Even in the 1960s heyday of this subgenre, when directors including Federico Fellini, Vittorio De Sica and Luchino Visconti lent their names to such projects, the results often were frustratingly patchy. Here they rarely rise above a general pall of misfired humor and labored eccentricity, despite the talented names involved. Those are Pappi Corsicato (“Libera,” “Black Holes”), Antonietta De Lillo (“Matilda”), Antonio Capuano (“Vito and the Others,” “Pianese Nunzio, 14 in May”), Stefano Incerti (“The Meter Reader”) and Mario Martone (“Death of a Neapolitan Mathematician,” “L’Amore Molesto”).Little more than a campy joke, “Iana’s Descendants” by Corsicato concerns a group of modern-day warrior women on motorcycles, all named after Italian soap-powder brands. The thin tale of kidnapping and rescue is a pointless homage to the trashy biker chicks of Russ Meyer and Roger Corman films, with elements of Fellini, John Waters and even the Mighty Morphin Power Rangers tossed in.
More ambitious but also more excruciating in its studied surrealism is Capuano’s “Sofialoren,” about a poor fisherman and his beloved squid that turns into a beautiful woman at night, while Incerti’s “The Devil in the Bottle” is a clumsily told moral tale of covetousness and comeuppance.
Marginally more rewarding by comparison is De Lillo’s “Maruzella,” centered on the rather purple figure of a maudlin, aging transvestite who lives above a porno theater and provides arcane services to its patrons until an encounter with a romantically jaded woman changes his life.
Martone’s “The Climb” is a notch above the rest.

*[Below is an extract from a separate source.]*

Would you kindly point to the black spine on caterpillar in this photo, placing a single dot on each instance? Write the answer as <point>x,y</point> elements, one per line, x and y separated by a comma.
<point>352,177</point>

It follows the mayor of Naples (a barely fictionalized version of the town’s current chief, Antonio Bassolino) as he schleps up Vesuvius, on the way meeting emblematic figures — including the Marxist talking crow from Pasolini’s “The Hawks and Sparrows” — and pondering the somewhat muddled mission of the left in the current political climate. But while the piece at least has some of the dramatic momentum its bedfellows lack, it will mean little to those unfamiliar with Bassolino and the Italian left.
Technically, the production has its merits, and would be a fine calling card for the editors, cinematographers and production designers emerging from Naples’ indie sector were its content not generally so inane. Acting too often runs to overstatement of colorful regional tics and flowery oration.